On 14.5.2013 6:55, Viktor Dukhovni wrote:
If you throw in more resources for everyone, the bad guys are gonna
claim it sooner or later. You have to make sure you give it only to
the good guys, which is the same as giving less to the bad guys in
the first place. No need to throw in yet more additional resources
on demand.
We don't know who the "good guys" are and who the "bad guys" are.
Exactly. That's the problem. And all we can do is either try to detect
them, or merely guess.
You try to detect them, by initiating the request and measuring how long
it takes. No matter what exactly the test is, that means allocating some
resources for each such test (giving away). However, unless you are
willing to tear down the connection if it doesn't complete on time
(taking away), the resource is wasted until the test completes. And the
bad guys will eventually take it all. Therefore, you have merely moved
the bottleneck elsewhere - instead of competing for the delivery agents,
they compete for the bad/good guy test resources.
The fact that they are the same resourcein what you describe makes no
difference.
Therefore, I say the guess is the best what we have got. All we have to
focus on is to make sure it doesn't backfire if we mis-classify someone.
And what I proposed (solutions 1 and 3) and now repeat below does not,
AFAICT.
And that's also why it is important to classify ahead of time, as
once you give something away, it's hard to take it back.
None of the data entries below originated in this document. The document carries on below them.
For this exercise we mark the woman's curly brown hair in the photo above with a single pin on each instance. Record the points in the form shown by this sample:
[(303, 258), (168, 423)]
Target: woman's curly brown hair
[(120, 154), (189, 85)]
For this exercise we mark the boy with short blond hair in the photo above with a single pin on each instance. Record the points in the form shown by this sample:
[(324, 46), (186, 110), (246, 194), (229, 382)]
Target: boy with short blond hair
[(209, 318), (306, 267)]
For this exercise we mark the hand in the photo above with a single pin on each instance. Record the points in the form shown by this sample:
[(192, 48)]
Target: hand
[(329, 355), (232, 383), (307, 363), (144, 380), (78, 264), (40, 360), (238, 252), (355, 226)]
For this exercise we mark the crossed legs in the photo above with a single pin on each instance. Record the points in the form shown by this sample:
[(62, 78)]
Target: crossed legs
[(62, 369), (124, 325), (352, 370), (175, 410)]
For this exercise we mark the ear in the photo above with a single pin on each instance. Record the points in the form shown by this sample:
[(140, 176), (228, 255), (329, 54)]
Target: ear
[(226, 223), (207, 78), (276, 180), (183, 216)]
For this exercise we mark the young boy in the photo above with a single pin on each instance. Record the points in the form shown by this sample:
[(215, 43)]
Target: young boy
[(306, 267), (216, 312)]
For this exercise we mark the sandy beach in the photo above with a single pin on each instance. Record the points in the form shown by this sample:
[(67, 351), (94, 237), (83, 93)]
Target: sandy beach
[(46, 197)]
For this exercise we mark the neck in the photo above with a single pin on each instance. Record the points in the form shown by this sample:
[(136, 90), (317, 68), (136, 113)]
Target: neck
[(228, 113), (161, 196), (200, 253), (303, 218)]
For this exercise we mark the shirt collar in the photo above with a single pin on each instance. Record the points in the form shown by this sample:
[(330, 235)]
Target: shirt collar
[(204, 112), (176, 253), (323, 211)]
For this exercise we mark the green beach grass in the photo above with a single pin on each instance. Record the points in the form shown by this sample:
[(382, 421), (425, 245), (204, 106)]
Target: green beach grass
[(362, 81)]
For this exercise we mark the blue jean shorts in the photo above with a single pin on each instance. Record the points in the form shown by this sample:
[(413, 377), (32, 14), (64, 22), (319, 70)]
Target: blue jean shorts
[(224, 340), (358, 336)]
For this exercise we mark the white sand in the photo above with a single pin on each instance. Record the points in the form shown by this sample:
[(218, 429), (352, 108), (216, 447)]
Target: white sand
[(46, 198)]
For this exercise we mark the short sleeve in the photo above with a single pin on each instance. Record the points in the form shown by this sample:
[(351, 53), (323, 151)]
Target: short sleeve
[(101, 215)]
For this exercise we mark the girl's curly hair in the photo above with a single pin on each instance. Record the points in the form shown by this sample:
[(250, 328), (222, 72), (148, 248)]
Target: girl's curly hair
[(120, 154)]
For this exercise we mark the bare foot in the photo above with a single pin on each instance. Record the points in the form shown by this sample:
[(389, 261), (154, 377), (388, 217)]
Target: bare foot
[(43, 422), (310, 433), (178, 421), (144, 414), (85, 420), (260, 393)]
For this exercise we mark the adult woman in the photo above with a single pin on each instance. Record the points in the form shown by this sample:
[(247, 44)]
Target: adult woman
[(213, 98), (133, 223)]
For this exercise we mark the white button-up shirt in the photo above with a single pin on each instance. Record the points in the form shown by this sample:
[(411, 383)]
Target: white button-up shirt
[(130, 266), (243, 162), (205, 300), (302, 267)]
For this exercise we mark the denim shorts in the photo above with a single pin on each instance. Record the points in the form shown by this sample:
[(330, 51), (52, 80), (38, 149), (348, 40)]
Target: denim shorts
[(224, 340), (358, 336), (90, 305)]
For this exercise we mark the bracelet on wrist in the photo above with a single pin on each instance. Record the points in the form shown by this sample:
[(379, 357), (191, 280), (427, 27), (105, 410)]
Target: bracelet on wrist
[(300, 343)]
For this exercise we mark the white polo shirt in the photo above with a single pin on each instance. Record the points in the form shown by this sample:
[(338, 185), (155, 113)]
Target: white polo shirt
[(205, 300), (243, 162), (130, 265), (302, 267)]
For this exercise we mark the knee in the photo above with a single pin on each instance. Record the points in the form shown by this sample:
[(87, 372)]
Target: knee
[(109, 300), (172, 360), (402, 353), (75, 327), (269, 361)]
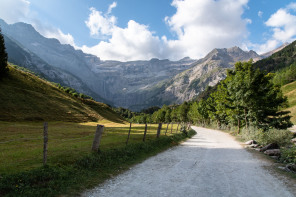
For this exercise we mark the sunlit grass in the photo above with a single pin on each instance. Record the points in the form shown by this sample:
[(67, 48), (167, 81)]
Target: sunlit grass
[(21, 143), (289, 90)]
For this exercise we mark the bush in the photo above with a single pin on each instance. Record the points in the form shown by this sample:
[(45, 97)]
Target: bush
[(280, 137), (288, 155)]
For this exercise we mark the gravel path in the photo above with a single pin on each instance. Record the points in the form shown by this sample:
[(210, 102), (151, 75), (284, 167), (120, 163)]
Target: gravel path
[(211, 163)]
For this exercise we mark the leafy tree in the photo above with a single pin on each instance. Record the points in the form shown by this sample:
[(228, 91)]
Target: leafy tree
[(3, 57), (254, 98), (183, 110)]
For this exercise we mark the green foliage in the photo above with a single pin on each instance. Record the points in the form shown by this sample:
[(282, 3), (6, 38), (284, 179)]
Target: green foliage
[(246, 97), (150, 110), (280, 137), (26, 97), (288, 155), (58, 180), (3, 57), (285, 76)]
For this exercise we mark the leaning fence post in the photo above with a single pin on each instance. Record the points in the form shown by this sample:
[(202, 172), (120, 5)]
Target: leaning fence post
[(129, 132), (167, 128), (159, 129), (145, 132), (178, 127), (97, 138), (45, 137)]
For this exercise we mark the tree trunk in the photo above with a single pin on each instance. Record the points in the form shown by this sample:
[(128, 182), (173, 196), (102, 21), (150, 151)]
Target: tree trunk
[(158, 130), (246, 120), (238, 124), (97, 138), (145, 133), (129, 132), (167, 128)]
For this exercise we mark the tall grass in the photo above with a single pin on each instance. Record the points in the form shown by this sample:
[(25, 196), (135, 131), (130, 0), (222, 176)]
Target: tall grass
[(86, 172)]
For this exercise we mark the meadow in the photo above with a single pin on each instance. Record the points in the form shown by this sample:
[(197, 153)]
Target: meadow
[(289, 90), (21, 143)]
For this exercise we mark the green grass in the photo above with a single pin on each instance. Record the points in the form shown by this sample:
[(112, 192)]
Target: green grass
[(25, 97), (21, 143), (72, 167), (289, 90)]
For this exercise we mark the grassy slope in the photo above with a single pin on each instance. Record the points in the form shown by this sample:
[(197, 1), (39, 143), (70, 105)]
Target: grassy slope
[(289, 90), (25, 97)]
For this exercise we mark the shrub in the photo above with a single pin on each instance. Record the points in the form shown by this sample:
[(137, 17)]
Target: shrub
[(280, 137), (288, 155)]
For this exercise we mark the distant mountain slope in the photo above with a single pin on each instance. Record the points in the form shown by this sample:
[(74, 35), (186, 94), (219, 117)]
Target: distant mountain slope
[(24, 58), (25, 97), (207, 71), (112, 80), (278, 60), (289, 90)]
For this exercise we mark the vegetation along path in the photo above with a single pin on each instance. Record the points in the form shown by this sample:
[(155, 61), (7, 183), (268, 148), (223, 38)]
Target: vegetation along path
[(211, 163)]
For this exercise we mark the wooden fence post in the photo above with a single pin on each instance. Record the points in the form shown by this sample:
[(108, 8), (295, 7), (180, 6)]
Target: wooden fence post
[(158, 130), (188, 125), (129, 132), (167, 128), (45, 137), (178, 127), (97, 138), (145, 132)]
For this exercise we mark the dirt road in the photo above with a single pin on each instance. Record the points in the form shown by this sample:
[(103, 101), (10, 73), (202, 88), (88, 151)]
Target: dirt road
[(211, 163)]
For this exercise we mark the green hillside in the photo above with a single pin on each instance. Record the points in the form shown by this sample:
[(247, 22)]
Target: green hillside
[(25, 97), (289, 90)]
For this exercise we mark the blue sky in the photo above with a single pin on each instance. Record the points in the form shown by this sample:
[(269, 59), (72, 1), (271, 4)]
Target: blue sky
[(143, 29)]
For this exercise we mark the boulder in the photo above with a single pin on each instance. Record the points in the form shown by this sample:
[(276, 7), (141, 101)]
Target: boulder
[(270, 146), (291, 167), (250, 142), (254, 145), (275, 157), (273, 152)]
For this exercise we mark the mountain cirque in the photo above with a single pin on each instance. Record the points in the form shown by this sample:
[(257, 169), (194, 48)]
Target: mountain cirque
[(134, 85)]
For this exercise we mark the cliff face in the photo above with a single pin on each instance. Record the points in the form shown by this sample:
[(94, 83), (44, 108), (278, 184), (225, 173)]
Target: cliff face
[(207, 71), (119, 83), (135, 84)]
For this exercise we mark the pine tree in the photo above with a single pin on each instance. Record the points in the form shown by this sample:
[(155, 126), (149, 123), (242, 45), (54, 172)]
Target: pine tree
[(3, 57)]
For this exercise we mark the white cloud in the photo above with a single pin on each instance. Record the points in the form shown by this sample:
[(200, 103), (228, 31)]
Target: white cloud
[(283, 27), (113, 5), (100, 24), (13, 11), (131, 43), (58, 34), (200, 26)]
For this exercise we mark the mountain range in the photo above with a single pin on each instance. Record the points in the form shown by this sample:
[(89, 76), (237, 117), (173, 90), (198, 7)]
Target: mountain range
[(134, 84)]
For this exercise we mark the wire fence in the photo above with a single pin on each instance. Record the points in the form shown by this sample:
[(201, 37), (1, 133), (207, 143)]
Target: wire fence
[(24, 146)]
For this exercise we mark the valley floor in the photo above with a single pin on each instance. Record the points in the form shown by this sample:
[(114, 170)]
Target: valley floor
[(211, 163)]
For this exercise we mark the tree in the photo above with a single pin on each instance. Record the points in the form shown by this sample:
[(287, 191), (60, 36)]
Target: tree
[(255, 99), (3, 57), (183, 110)]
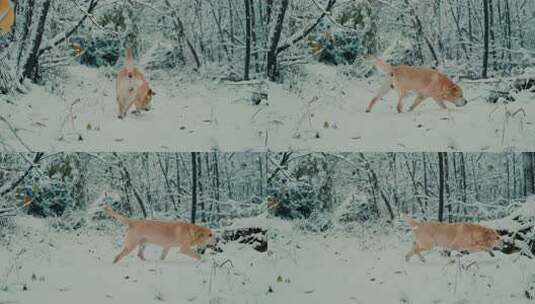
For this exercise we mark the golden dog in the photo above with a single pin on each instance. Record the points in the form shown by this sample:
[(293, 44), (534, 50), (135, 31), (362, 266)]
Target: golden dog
[(163, 233), (458, 236), (132, 88), (426, 83)]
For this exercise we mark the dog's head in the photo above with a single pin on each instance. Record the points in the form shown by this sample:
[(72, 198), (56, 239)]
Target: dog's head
[(490, 238), (454, 94), (202, 236)]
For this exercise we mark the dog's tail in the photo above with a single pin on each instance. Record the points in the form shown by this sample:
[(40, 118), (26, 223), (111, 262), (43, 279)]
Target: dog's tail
[(414, 223), (380, 63), (129, 62), (121, 218)]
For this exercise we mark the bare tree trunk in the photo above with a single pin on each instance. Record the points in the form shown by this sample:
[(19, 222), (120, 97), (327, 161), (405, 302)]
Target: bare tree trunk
[(529, 173), (274, 39), (486, 30), (194, 173), (441, 186), (248, 26)]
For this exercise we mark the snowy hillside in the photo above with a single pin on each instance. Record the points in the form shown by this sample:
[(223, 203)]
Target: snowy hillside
[(326, 110), (362, 266)]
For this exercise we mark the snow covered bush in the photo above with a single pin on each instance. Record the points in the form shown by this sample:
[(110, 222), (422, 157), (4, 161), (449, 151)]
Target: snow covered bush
[(309, 191), (101, 49), (336, 46), (357, 208), (163, 55), (518, 229)]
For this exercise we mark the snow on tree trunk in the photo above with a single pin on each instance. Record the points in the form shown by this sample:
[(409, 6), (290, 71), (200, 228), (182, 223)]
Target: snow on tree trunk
[(31, 39), (273, 40)]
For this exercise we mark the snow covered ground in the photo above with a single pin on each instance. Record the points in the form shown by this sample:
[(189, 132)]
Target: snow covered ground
[(363, 266), (323, 111)]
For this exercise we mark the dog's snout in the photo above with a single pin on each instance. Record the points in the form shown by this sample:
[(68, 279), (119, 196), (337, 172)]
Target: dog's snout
[(462, 103)]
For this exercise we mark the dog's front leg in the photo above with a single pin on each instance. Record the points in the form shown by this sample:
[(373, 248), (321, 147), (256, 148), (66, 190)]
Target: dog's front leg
[(441, 104), (419, 99), (187, 251), (402, 95), (165, 251), (140, 252), (126, 250)]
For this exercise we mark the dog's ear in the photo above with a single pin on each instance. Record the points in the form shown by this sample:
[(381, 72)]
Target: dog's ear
[(198, 234)]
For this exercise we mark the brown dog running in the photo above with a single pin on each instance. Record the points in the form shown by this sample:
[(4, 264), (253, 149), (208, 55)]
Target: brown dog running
[(164, 233), (132, 88), (458, 236), (426, 83)]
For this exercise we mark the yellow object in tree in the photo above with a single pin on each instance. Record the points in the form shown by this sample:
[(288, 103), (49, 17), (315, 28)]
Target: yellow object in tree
[(7, 16)]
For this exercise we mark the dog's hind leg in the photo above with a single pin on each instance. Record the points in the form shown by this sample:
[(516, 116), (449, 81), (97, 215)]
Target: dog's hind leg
[(189, 252), (385, 88), (165, 251), (419, 99), (141, 250), (402, 95), (441, 104)]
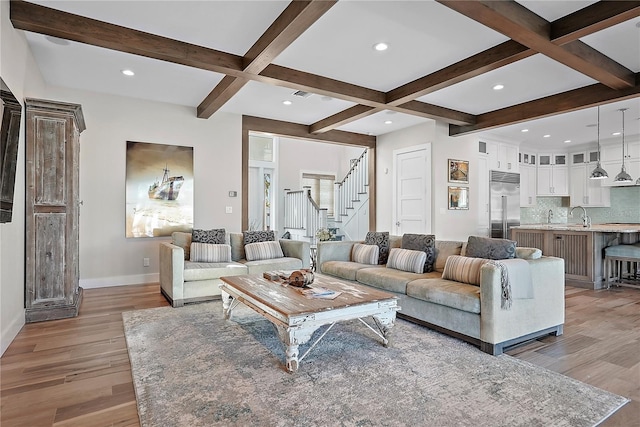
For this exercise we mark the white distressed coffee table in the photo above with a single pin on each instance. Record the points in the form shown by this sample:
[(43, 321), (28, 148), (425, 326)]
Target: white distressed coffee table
[(297, 317)]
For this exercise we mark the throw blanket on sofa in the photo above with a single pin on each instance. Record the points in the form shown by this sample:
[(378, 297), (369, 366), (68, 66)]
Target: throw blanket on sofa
[(515, 279)]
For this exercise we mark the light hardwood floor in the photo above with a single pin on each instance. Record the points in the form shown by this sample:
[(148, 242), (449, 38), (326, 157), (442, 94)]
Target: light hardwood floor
[(76, 372)]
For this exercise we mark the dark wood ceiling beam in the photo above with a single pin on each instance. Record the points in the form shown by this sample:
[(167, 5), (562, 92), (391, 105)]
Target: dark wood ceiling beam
[(342, 118), (39, 19), (488, 60), (520, 24), (593, 18), (573, 100), (290, 24)]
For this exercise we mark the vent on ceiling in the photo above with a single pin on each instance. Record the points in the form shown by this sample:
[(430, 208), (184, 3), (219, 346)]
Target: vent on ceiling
[(302, 94)]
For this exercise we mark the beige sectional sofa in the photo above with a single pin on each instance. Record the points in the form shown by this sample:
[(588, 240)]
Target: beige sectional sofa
[(184, 281), (470, 312)]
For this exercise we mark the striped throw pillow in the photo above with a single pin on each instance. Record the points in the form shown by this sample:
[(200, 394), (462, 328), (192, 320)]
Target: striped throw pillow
[(209, 252), (365, 254), (406, 260), (464, 269), (263, 250)]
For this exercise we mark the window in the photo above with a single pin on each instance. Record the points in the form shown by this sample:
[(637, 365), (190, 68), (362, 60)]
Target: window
[(322, 188)]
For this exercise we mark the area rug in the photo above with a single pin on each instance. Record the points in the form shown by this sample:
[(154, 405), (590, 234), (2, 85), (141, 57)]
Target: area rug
[(193, 368)]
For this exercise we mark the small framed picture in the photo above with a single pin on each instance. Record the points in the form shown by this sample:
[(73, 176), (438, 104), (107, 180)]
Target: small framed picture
[(458, 197), (459, 171)]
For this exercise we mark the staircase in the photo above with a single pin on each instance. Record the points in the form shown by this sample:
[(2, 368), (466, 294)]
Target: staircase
[(303, 217)]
There is no "giving away" to maintain throughput, high latency
tasks warrant higher concurrency, such concurrency is cheap since
the delivery agents spend most of their time just sitting there
waiting.
You say it's cheap. I believe it is in your environment, as well as it
is in mine and in many others. However, I believe that no one is willing
to pay for more RAM every month for their cloud servers, just so they
can dedicate it for dealing with mail that never gets delivered. That
seems like total waste of money. Especially if there is another solution
which works with fixed resources at hand.
The problem with your approach is that whatever the bad guys want, you
give it to them. That's meek. They want more, you give it to them. They
take it and ask for even more. You give it to them again. Until the
point when you can't give them more, or until the point when they are
finally happy with what they have. That's no better than setting the
transport limit this high in the first place. If there is no demand, it
remains unused, if there is, it will be consumed exactly the same way.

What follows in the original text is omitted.